Table 30.20 Dataset showing body weight and serum creatinine levels

8.2.3 Interpretation of Results

From the results Table 30.21, the regression equation can be written as serum creatinine = −0.402 + 0.019 body weight in Kg, where −0.402 is the value of y-intercept (β0) and 0.019 is the slope of the regression line (β1). For a one kg increase in body weight, serum creatinine increases by 0.019 (CI:0.016,0.02). From the regression equation, we can easily predict the value of serum creatinine value of an individual weighing 80 kg to be 1.118. This model should not be used for prediction of those who weigh less than 70 or more than 100, since the regression model is constructed from individuals weighing 70 to 100 kg.
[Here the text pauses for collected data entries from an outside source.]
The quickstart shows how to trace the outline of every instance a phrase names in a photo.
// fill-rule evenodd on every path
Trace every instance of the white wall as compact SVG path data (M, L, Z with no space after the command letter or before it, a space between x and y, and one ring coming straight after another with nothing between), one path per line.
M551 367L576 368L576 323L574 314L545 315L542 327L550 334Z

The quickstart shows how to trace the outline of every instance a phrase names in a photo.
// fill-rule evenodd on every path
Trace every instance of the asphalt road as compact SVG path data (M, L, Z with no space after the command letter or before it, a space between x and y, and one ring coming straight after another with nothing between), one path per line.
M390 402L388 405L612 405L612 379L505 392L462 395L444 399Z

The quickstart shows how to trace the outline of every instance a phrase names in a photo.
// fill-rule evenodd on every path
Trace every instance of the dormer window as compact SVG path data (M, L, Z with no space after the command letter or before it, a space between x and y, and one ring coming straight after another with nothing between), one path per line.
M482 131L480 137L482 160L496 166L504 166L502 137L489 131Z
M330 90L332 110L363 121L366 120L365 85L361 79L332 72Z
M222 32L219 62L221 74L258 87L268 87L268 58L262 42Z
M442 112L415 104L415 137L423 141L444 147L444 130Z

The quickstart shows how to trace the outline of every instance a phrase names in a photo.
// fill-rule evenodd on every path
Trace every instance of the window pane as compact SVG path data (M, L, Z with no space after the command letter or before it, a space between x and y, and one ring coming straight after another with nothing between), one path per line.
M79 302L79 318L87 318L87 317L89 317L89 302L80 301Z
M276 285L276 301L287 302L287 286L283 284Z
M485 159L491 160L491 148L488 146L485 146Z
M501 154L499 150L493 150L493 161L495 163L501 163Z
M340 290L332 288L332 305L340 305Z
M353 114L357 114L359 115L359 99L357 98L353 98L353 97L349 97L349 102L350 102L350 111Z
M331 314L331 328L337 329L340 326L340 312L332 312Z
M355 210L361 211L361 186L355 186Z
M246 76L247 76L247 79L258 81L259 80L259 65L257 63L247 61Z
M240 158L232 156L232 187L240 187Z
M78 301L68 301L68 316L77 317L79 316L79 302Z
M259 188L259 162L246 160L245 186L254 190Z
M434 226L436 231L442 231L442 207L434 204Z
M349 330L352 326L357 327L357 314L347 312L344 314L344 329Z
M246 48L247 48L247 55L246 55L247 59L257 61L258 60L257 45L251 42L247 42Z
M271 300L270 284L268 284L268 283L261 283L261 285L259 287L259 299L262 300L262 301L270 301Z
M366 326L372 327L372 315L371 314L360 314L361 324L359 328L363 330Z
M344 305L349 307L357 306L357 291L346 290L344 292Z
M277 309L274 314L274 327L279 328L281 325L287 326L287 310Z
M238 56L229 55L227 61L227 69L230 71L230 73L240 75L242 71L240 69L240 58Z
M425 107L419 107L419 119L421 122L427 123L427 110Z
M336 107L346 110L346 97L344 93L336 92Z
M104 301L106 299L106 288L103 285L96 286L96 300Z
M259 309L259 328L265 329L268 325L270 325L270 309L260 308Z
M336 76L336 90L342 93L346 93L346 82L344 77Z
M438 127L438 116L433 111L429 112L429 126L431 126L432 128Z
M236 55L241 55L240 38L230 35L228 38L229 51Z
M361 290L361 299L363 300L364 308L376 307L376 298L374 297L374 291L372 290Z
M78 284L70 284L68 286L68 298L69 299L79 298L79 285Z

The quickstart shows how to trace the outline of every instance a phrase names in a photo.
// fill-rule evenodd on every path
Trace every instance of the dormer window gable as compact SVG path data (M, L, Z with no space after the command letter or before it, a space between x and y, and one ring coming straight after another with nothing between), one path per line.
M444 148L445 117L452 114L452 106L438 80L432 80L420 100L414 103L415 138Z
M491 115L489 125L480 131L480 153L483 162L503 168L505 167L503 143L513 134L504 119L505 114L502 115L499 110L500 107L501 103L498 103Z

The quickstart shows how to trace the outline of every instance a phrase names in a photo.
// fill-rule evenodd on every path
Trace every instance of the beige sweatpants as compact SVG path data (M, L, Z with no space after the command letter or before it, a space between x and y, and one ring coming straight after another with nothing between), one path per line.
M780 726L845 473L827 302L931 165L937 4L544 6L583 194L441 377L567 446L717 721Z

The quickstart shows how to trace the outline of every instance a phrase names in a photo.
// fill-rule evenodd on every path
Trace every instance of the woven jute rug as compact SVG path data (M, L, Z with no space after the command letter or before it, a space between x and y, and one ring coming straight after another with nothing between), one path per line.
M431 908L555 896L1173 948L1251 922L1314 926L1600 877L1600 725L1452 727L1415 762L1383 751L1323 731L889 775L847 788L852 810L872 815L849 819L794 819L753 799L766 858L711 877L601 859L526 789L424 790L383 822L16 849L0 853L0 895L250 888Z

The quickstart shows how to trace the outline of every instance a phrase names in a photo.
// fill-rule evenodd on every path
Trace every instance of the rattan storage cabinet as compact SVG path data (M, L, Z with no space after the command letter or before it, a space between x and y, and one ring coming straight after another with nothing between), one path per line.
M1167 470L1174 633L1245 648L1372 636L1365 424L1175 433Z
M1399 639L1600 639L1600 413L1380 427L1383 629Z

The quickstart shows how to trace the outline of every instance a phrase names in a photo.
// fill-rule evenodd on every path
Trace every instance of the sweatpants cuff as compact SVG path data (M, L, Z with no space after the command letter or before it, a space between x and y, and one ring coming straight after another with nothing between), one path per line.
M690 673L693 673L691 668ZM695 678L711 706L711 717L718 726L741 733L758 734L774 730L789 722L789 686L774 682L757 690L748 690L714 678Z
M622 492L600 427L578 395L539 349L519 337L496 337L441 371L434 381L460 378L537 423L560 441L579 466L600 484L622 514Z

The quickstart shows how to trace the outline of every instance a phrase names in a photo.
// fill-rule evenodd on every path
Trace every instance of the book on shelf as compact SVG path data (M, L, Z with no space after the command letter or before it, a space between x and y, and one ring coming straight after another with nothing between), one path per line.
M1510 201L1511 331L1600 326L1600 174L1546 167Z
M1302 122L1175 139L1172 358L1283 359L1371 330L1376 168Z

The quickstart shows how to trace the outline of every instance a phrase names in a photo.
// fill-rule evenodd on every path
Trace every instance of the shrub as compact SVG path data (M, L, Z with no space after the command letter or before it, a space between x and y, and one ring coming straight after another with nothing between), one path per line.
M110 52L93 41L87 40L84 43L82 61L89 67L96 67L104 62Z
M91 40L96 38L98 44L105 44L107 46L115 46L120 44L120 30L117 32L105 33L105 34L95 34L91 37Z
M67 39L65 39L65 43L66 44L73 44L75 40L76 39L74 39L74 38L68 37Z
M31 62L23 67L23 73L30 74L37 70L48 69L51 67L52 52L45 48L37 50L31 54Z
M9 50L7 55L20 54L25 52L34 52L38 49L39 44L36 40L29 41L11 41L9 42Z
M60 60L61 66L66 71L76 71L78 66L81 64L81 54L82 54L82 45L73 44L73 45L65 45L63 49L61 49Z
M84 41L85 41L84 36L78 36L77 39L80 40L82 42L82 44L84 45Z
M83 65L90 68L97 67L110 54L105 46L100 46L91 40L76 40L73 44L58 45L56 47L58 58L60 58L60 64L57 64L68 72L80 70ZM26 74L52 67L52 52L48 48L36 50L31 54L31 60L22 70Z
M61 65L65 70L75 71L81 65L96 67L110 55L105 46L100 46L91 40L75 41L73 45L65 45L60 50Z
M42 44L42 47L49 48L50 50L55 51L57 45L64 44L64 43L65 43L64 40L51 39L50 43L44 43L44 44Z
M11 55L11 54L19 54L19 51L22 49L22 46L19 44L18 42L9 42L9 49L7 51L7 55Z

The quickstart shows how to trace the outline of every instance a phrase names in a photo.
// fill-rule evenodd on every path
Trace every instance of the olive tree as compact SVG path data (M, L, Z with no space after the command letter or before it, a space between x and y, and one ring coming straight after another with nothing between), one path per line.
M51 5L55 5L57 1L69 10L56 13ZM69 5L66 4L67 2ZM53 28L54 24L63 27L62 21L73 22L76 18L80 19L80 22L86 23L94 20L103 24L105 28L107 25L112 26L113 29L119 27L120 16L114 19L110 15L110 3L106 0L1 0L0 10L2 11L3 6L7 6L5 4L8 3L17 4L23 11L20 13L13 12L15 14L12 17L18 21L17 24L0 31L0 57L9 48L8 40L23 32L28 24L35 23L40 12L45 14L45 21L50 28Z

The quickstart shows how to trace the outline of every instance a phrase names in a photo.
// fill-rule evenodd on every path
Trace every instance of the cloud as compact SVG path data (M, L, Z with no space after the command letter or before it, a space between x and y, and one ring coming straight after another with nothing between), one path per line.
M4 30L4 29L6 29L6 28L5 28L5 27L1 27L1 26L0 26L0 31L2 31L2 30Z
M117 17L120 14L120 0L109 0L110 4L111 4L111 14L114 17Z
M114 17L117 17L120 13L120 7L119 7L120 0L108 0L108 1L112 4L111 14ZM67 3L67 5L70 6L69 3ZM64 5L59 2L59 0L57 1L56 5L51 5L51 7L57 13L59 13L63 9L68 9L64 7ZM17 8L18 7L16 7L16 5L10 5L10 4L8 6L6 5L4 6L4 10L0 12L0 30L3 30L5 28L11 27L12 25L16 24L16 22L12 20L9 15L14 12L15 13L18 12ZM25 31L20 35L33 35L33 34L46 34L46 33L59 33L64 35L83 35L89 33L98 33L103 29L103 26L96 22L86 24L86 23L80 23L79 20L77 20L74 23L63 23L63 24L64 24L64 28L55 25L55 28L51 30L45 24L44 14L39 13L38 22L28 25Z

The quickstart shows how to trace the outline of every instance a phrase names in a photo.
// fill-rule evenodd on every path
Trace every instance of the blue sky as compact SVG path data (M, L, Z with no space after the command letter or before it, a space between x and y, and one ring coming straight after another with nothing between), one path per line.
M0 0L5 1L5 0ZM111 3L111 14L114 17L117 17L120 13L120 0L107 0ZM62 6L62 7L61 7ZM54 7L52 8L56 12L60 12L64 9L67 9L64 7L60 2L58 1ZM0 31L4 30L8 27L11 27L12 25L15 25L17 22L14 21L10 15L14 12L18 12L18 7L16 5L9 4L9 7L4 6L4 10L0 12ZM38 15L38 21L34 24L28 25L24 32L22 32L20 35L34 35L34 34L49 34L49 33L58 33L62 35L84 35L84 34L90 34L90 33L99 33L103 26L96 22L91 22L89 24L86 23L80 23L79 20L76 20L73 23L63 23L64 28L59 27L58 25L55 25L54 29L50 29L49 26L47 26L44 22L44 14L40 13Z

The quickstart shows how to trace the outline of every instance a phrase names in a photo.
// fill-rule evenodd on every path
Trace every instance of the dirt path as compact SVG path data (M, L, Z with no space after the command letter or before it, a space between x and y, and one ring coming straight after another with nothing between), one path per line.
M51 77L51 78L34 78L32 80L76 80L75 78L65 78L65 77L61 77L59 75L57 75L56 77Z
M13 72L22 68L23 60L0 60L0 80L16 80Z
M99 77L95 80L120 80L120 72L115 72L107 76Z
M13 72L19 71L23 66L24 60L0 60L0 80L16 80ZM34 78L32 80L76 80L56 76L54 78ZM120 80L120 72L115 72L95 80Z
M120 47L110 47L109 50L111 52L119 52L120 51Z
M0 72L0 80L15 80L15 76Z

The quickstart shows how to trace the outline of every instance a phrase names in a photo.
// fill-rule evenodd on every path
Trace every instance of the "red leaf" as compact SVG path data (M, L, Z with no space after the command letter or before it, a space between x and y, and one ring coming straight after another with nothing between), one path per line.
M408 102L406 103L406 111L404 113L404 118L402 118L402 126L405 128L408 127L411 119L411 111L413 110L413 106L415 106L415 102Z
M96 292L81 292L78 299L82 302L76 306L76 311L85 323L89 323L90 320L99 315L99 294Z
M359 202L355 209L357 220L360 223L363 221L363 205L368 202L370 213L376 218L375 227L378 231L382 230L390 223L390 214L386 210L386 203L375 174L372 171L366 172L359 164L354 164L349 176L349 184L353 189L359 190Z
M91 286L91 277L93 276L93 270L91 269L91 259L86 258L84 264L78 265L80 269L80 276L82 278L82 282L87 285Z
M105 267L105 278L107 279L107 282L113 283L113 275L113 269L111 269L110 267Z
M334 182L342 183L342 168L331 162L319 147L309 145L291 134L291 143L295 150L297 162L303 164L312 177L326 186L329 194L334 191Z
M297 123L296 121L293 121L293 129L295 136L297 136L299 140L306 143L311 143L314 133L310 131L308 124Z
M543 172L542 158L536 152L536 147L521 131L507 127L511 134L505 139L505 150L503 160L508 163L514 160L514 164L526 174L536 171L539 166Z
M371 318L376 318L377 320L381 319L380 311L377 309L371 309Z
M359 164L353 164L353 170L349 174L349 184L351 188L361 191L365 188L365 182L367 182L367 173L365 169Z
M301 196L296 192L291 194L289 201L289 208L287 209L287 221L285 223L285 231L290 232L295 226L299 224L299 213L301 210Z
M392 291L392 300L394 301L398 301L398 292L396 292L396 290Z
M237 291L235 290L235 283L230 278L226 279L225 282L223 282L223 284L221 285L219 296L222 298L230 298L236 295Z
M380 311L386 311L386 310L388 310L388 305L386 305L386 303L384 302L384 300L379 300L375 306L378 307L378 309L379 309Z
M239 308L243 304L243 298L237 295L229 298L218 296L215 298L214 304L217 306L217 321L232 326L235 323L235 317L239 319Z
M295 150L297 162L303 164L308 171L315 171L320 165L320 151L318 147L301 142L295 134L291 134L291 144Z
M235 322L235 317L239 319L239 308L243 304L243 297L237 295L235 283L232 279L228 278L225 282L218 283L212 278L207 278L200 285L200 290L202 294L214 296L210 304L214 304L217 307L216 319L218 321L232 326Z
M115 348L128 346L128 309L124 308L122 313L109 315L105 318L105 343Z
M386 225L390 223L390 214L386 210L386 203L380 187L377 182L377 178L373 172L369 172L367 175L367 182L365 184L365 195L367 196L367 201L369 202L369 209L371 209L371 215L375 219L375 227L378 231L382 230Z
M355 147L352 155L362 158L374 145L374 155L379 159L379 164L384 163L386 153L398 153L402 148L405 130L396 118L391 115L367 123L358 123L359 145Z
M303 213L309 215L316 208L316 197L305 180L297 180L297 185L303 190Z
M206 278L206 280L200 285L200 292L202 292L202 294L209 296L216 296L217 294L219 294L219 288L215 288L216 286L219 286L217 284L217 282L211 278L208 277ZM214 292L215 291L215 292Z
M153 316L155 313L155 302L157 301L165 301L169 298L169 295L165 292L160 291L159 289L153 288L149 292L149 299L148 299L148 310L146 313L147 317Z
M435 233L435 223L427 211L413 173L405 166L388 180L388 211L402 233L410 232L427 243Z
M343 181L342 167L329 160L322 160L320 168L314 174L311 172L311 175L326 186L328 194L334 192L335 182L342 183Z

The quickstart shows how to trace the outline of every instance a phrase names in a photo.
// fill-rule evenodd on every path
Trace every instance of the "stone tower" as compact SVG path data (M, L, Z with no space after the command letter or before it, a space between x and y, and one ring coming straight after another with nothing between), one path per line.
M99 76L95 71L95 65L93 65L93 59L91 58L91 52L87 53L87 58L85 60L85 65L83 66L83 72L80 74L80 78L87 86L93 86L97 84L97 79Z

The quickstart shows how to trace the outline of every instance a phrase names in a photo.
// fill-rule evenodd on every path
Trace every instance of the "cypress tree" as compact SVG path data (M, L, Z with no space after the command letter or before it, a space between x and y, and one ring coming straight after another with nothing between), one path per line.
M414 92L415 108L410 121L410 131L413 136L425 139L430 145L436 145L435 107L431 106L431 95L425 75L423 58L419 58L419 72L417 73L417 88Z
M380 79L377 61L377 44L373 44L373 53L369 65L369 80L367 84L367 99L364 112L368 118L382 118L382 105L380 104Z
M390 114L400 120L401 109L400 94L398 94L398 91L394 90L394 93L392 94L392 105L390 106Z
Table 30.21 Results of simple linear regression analysis

R2 can be interpreted as follows: according to the model, body weight in kilogram accounts for a 98.16% variation in serum creatinine in mg/dL. We should keep in mind that such near perfect explanation of a physiological variable by another variable is very rare and the variation is often explained by the combination of variables. In that case, R2 implies the explanatory power of all the variables in the model acting together.

9 Concluding Remarks

Statistical methods are used for drawing inferences about the population from the observations made in the sample. The statistical test for analysis of data is selected based on the type of variable, distribution of data, number of groups/datasets and study design. Most statistical tests come with a set of assumptions that the data must fulfill. These assumptions have to be checked before interpreting the results. These statistical tests calculate the probability of the results occurring by chance alone. The parametric tests are more powerful than the nonparametric tests and should be preferred. P value indicates the probability of the results occurring by chance alone. A significant P value does not mean clinical significance. In addition to the statistical significance, the point estimate of the effect and its precision (95% confidence interval) should be reported.